AI demand isn't going away. It will just move from the data center to the local machine. On device AI is much better for the customer than it being in the cloud. Expecting people to stick with a few dozen gb of hbm is going to be the 'no one needs more than 640kb' of the 2030s.

bandrami|4 days ago

> On device AI is much better for the customer than it being in the cloud

Which is exactly how you know it will always be nerfed. The last thing these guys want is to take their claws out of our data.

bilekas|4 days ago

It's being delayed by ai companies from running on local consumer grade machines specifically by making the cost of entry too expensive. OpenAi buys 40% of wafers to ensure the price of memory stays high.

egorfine|4 days ago

> AI demand isn't going away.

I'm not sure about that. When was the last time you have used Copilot prompt in Run dialog or Notepad?

iamnothere|3 days ago

Then use tariffs to ensure that local price matches foreign price, or have government, military, and sensitive industry buy local for security reasons. (Obviously you need to be careful with this to ensure that corruption doesn’t take hold.)

Having your own chips is a national security issue. Spreading out fabs across the world is a global resilience issue.

vincnetas|3 days ago

there is another industry that is not economical in EU but we still do it. Food production. Because its strategic decision. Not saying that RAM is of equal importance like food, but saying that if there is a will there is a way.

Aerroon|3 days ago

Imo there's never enough RAM. If everyone has more RAM available then software will find a use for this RAM. Sure, some of it is going to be wasteful, but we would almost certainly get new products that weren't feasible before.
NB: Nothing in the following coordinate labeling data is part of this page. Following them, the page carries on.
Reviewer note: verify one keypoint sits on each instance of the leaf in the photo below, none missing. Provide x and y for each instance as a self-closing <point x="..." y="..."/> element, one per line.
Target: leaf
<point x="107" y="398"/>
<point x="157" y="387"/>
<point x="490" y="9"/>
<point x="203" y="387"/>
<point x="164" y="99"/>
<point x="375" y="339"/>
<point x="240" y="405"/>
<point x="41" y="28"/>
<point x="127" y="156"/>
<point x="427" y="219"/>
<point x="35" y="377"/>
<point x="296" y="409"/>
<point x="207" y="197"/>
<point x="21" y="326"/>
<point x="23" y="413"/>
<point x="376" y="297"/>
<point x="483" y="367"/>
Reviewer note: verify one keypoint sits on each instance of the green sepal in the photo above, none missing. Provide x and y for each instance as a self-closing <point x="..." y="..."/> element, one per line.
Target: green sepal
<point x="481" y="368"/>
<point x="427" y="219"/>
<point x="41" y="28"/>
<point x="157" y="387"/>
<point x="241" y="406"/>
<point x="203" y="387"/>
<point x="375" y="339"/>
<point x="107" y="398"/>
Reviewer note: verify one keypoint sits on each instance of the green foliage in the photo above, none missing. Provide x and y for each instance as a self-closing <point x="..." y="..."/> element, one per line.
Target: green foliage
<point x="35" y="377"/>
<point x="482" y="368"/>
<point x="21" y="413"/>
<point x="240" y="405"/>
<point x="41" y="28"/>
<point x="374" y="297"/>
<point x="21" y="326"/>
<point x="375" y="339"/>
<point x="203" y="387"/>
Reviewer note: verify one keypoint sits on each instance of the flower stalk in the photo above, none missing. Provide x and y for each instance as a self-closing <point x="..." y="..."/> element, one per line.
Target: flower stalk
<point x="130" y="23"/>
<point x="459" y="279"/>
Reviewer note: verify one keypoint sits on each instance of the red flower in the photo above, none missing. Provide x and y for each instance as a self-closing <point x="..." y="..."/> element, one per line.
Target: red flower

You can trade space for compute after all.

That being said, AI is not going to go away already. And AI is about as memory hungry as you can get.

bigfatkitten|4 days ago

> And by the time you spend years building the capacity, the prices plummet making your facility uneconomical to run.

People forget quickly why we only have a handful of DRAM manufacturers today.

christophilus|3 days ago

Exactly. Anyone who's been in the business a long time knows that this market has crazy boom / bust cycles. This is probably the craziest boom I've ever seen, but manufacturers are rightly hesitant to spend billions building out capacity only to get caught by the bust again.

hinkley|3 days ago

I used to know people who lived near Micron factories and it was just boom and bust over there for decades. Hire a bunch of people, then big layoff.